When I first saw it, my heart leapt. As I drew closer, I noticed that the stone was a little shabby, that the pansies were dead or plastic, that the beautiful windows had old rattling frames and were single-glazed. It was not a set of smart apartments, but rather a subdivided old house, rather neglected. I sighed. Our house was small and smelled of boy and lynx aftershave and fish fingers and sometimes our farty old dog, but my little room was warm and cozy. Mum liked to whack the heating up, and Dad would chide her for it getting too expensive, and it was double-glazed and nice and modern. I’d never lived in an old building before. It was almost impossible to work out what the color of the huge old door had once been; a sort of sandy red seemed to cover it, just about. There was a jumble of old bells with writing all over them, and the steps were worn smooth. I couldn’t see the name—Sami—that I was meant to push, so I tentatively pushed at the door. It creaked ominously straight in front of me, and I stepped in.

“Bonjour?” I cried out. There was no response. “Bonjour?”

Nothing. There was a glassed door at the end of the broken parquet hallway that let in just enough light to let me see the dusty piles of old mail over the floor and a tired looking pot plant by the stairwell. The stairs led up into the dark. I fumbled a bit and found a light switch, turned it on, and moved upward—there was nothing on this floor—but before I was halfway up, the light went out. I cursed crossly under my breath and trailed my hand till I found another switch. This wasn’t, it turned out, a light switch, but instead a loud doorbell that went off like a gun.

“ALLO?” shouted an old lady’s voice.
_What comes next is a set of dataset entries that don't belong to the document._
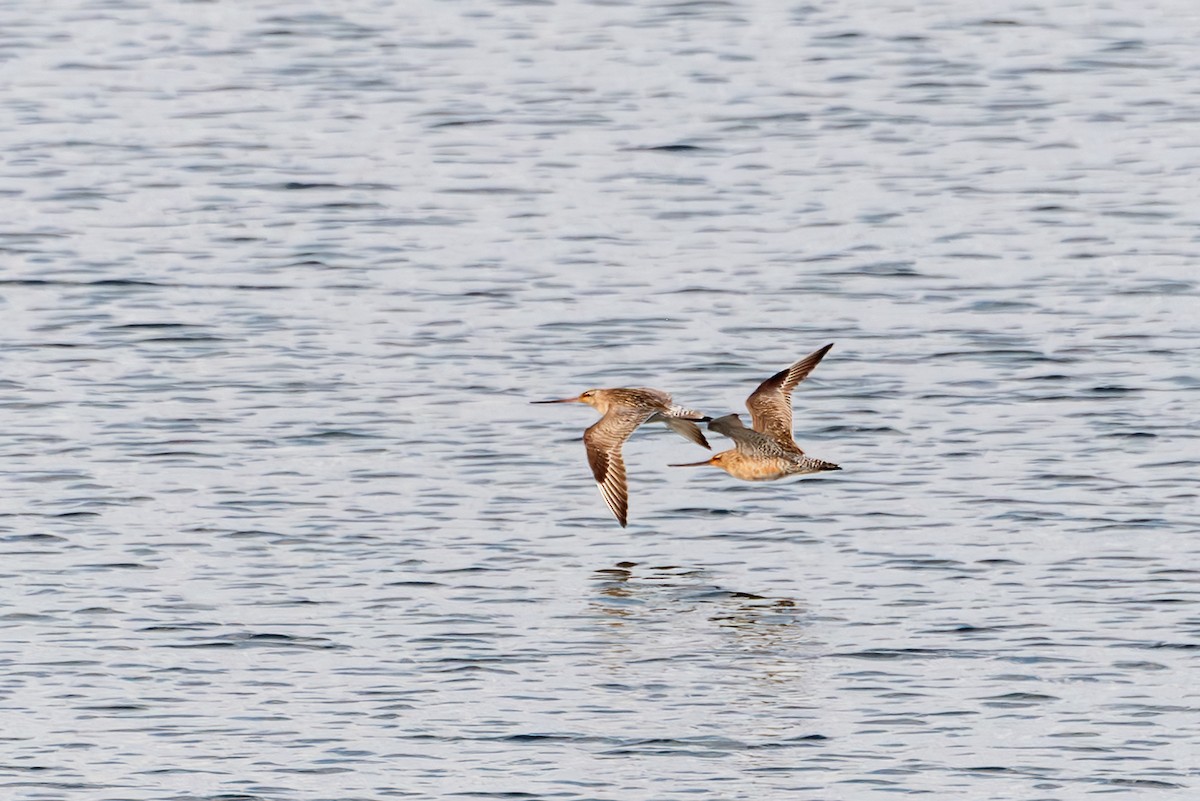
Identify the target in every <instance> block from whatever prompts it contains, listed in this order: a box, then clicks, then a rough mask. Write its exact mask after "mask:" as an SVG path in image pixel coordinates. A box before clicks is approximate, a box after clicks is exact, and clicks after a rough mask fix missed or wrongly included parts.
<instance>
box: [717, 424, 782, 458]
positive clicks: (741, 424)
mask: <svg viewBox="0 0 1200 801" xmlns="http://www.w3.org/2000/svg"><path fill="white" fill-rule="evenodd" d="M708 429H709V430H714V432H716V433H718V434H725V435H726V436H728V438H730V439H731V440H733V447H734V450H737V451H739V452H742V453H746V454H750V456H762V454H763V453H774V452H778V451H779V446H778V445H775V444H774V442H773V441H772V440H770V439H769V438H767V436H766V435H763V434H760V433H758V432H756V430H751V429H749V428H746V427H745V426H744V424H743V423H742V418H740V417H739V416H737V415H725V416H724V417H716V418H715V420H713V421H712V422H709V423H708Z"/></svg>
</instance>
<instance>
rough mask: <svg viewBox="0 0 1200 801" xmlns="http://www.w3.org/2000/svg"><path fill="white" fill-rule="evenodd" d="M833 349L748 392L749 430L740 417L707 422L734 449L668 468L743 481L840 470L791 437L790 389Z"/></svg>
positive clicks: (836, 466)
mask: <svg viewBox="0 0 1200 801" xmlns="http://www.w3.org/2000/svg"><path fill="white" fill-rule="evenodd" d="M830 348H833V343H832V342H830V343H829V344H828V345H826V347H824V348H822V349H820V350H817V351H815V353H812V354H810V355H808V356H805V357H804V359H802V360H800V361H798V362H796V363H794V365H792V366H791V367H788V368H786V369H782V371H780V372H778V373H775V374H774V375H772V377H770V378H768V379H767V380H766V381H763V383H762V384H760V385H758V389H757V390H755V391H754V392H751V393H750V397H749V398H746V409H749V410H750V420H751V426H752V428H746V427H745V426H744V424H743V423H742V418H740V417H739V416H738V415H736V414H733V415H725V416H724V417H716V418H712V420H710V421H709V423H708V428H709V430H714V432H716V433H718V434H725V435H726V436H728V438H730V439H732V440H733V447H732V448H731V450H728V451H721V452H720V453H715V454H713V458H710V459H708V460H706V462H692V463H689V464H672V465H670V466H672V468H697V466H701V465H706V464H710V465H713V466H716V468H720V469H721V470H725V471H726V472H727V474H730V475H731V476H733V477H734V478H742V480H743V481H774V480H776V478H782V477H785V476H799V475H803V474H806V472H822V471H824V470H841V468H839V466H838V465H836V464H833V463H830V462H823V460H821V459H815V458H812V457H811V456H808V454H805V453H804V451H803V450H800V446H799V445H797V444H796V440H794V439H792V390H794V389H796V385H797V384H799V383H800V381H803V380H804V379H805V378H808V374H809V373H811V372H812V368H814V367H816V366H817V365H818V363H820V362H821V360H822V359H824V355H826V354H827V353H829V349H830Z"/></svg>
I knew I was meant to be on the top floor, so I cried out a quick “Pardon, Madame” and continued on my way.

What was with these accursed lights that couldn’t stay on? One had to dart between them. The staircase was incredibly twisted and narrow, so it was difficult to get up without scrabbling a bit on my toes, and I was beginning to feel terribly nervous when I finally made it to the top. Down below, the lady whose bell I had rung by accident was shouting her head off now, saying things I couldn’t make out, but I think one of them was police. I cursed again under my breath, some proper Anglo-Saxon words, hauling my now incredibly heavy bag up the steps.

Finally I emerged onto a tiny little landing with—thank goodness—its own light coming through a dirty skylight above me. It was a tiny space, like being inside a turret. Someone had put a little white bookshelf crammed full of books at the top of the steps, so I couldn’t get my bag past it. On the other levels, there had been two apartments, but here there was only one, as if the building had run out. I stepped forward. Beside the low white door was a little brass plaque that had “Sami” written in very tiny letters. I blew out a breath of relief. I didn’t fancy reliving the stairway of death. It then occurred to me that, if I was going to live here, I was going to have to negotiate the stairway of death on eight toes every day, but I put that thought out of my mind for once.